WASHINGTON — Opponents of the Trump administration travel ban are urging the Supreme Court to hear and decide a pending court challenge, despite a new travel policy that President Donald Trump announced last week.

The administration is taking the opposite view. It’s asking the justices to dismiss the case because a new policy is in place.

Both sides in the dispute that has raged almost since Trump took office in January filed letters with the high court Thursday addressing whether the case should be dismissed.

The American Civil Liberties Union asked the court to rule now on the travel ban because the latest version “continues to relay a message of disparagement” to Muslims.

Noel Francisco, the administration’s chief Supreme Court lawyer, told the justices that there is no sense in holding argument or issuing a decision about policies no longer in effect or soon to expire.

“The United States respectfully submits that both of these appeals are now or soon will be moot,” Francisco wrote the court, referring to the travel ban and a separate temporary pause on refugees that will expire Oct. 24.

The justices canceled an argument session that was set for next week and asked the parties to weigh in about whether the court should sidestep, for now, ruling on the legality of a travel ban that affected visitors from six mostly Muslim countries: Iran, Libya, Somalia, Sudan, Syria and Yemen.

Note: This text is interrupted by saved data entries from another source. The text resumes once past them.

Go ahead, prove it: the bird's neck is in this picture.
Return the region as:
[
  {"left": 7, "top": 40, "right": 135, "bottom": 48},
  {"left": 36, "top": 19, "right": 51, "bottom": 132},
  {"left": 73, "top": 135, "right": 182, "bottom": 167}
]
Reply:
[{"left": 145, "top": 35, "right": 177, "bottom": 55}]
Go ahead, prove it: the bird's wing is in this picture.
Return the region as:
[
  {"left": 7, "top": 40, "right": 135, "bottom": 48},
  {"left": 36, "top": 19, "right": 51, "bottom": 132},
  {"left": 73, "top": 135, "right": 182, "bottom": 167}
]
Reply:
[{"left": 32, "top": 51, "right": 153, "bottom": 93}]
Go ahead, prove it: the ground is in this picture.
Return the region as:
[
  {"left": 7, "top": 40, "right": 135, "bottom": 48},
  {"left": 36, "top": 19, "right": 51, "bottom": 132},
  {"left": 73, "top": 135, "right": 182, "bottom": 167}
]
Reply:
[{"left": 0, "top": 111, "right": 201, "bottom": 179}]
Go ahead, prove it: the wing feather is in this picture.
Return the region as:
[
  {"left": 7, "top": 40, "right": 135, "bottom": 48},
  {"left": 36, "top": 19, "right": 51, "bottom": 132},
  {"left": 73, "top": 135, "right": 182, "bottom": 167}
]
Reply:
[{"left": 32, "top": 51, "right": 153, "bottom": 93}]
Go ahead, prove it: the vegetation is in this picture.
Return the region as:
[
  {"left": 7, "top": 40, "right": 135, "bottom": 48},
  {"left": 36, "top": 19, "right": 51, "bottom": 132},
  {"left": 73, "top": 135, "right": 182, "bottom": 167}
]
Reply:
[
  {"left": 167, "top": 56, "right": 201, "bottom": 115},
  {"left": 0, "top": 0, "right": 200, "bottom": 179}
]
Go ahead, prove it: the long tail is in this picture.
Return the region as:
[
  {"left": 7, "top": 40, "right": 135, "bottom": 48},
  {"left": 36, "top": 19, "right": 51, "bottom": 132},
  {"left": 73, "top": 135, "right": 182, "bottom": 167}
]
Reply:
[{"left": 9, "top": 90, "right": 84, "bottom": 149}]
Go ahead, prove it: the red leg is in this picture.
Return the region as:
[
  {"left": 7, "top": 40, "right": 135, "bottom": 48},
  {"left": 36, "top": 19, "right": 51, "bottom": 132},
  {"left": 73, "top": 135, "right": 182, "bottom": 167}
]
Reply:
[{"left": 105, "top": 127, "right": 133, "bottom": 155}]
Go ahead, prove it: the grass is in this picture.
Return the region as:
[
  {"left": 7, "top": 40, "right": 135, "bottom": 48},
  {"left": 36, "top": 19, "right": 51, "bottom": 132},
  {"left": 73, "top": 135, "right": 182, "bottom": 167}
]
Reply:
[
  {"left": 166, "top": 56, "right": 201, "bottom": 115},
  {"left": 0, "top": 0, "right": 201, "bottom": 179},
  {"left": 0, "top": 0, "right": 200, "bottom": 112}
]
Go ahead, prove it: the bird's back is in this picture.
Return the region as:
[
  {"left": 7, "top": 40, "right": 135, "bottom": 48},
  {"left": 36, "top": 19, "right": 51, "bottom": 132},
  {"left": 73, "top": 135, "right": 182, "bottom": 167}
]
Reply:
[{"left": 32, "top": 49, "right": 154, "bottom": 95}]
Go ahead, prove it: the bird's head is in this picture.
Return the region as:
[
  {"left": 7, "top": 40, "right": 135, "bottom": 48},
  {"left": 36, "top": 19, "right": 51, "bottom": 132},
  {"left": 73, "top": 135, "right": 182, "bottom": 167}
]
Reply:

The ban expired Sept. 24. It was immediately replaced by a revised policy that the administration has said is the result of a lengthy process, based on an objective assessment of each country’s security situation and willingness to share information with the U.S.

Opponents have described the changes as window dressing that leave in place the heart of what they call a Muslim ban.

The administration has taken Sudan off the list and added Chad and North Korea, along with several officials from the government of Venezuela. The new policy takes full effect on Oct. 18.

Immigrant advocacy and civil rights groups already have challenged the new policy.

The two sides also disagreed about what the court should do if it decides not to hear the case now. The administration urged the justices to throw out lower court rulings against earlier versions of the ban. Otherwise, the administration said, opponents will try to use those decisions to bolster their challenges to the new policy.

Leave the lower court rulings against the ban in place, opponents urged. The administration controlled most of the timing issues that led to this point, and the court should not reward it by throwing out rulings that were unfavorable to the administration, the opponents said.